Casey Cooper, Cherokee Indian Hospital CEO, related that he hopes to have a ribbon cutting sometime in February to officially open the new facility.

“In my opinion, as the CEO, this type of technology in a small, rural hospital of our size is really uncommon,” said Cooper.  “And, it clearly would not be possible without the partnership that we have with the Eastern Band and without the hard work of the casino staff and the casino employees.  We are extremely grateful to be a beneficiary of their hard work.”

He said the benefits of having a MRI machine on site are tremendous.  “It’s going to help us shorten that time when patients are stressed and they have anxiety because they haven’t received a diagnosis.”

Brooks Robinson (2nd from right) presents a $2 million check to Casey Cooper, Carmaleta Monteith and Principal Chief Michell Hicks for the purchase of a MRI machine and its operational costs for five years at the Cherokee Indian Hospital.

Cooper said it will cut out the days or even weeks it sometimes takes now for patients to be sent elsewhere for a MRI.  “It’s going to help us with the diagnosis of malignant neoplasms or cancers.  It’s going to help us with muscle and skeletal injuries and joint disorders.  It’s going to help in a tremendous amount of ways.”

Principal Chief Michell Hicks commented, “This Tribe is blessed and technology has brought us a long way.”

“The whole vision was to bring something that would be a benefit for our people.”

Chief Hicks told the crowd that earlier in the day he signed legislation that will provide for a new hospital to be built on a site adjacent to the current facility.  “We will provide better services than we ever have in the past and this new technology will help us do that.  We will continue to grow and we have to grow smart.  I want to thank the casino for all of the resources.  We couldn’t do it without you.”

He said the MRI and the new hospital is an investment.  “It’s investing in the future and it’s investing in our people.  And, that’s what we do.”

Brooks Robinson, Harrah’s Cherokee senior vice president and general manager, commented, “This is a great opportunity for me to really thank the Eastern Band of Cherokee Indians for the partnership that we’ve had the last 15 years.”

He said that Caesar’s has a commitment to giving back and being a part of the communities they are involved in.  “To date, we’ve had over $4 million in donations to the surrounding communities.  We’ve added jobs.  About 60 percent of our upper management at the property are tribally-enrolled members.  That’s something that we’re very proud of.”
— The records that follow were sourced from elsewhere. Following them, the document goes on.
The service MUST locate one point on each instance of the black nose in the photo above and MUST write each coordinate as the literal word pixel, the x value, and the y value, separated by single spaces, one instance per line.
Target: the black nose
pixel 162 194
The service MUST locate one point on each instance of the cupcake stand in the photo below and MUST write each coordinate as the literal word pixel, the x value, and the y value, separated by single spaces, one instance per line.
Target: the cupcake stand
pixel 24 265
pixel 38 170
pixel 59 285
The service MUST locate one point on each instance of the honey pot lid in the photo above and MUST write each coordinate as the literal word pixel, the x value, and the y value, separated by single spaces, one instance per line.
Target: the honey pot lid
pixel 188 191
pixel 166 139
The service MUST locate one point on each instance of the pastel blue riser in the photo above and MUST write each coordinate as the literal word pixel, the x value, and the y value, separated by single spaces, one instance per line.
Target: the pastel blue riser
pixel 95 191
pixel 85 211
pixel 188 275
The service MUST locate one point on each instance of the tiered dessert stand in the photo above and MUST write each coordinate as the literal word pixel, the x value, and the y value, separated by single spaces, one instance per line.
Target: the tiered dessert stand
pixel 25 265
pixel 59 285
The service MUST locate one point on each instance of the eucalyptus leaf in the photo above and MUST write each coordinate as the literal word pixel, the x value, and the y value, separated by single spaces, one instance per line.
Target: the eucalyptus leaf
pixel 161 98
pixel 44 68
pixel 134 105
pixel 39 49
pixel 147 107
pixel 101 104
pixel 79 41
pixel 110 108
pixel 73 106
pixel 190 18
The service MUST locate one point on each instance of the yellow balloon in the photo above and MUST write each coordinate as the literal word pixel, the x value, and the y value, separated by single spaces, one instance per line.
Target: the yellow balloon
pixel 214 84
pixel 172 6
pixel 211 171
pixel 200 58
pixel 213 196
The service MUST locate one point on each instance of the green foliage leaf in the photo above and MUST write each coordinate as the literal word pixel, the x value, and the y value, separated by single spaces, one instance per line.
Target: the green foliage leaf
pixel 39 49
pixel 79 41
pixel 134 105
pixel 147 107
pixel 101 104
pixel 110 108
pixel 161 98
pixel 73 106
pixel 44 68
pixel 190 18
Robinson continued, “We’re proud to be a part of this.”

According to WebMD, MRI is defined as, “Magnetic resonance imaging (MRI) is a test that uses a magnetic field and pulses of radio wave energy to make pictures of organs and structures inside the body.  In many cases, MRI gives different information about structures in the body than can be seen with an x-ray, ultrasound, or computed tomography (CT) scan.”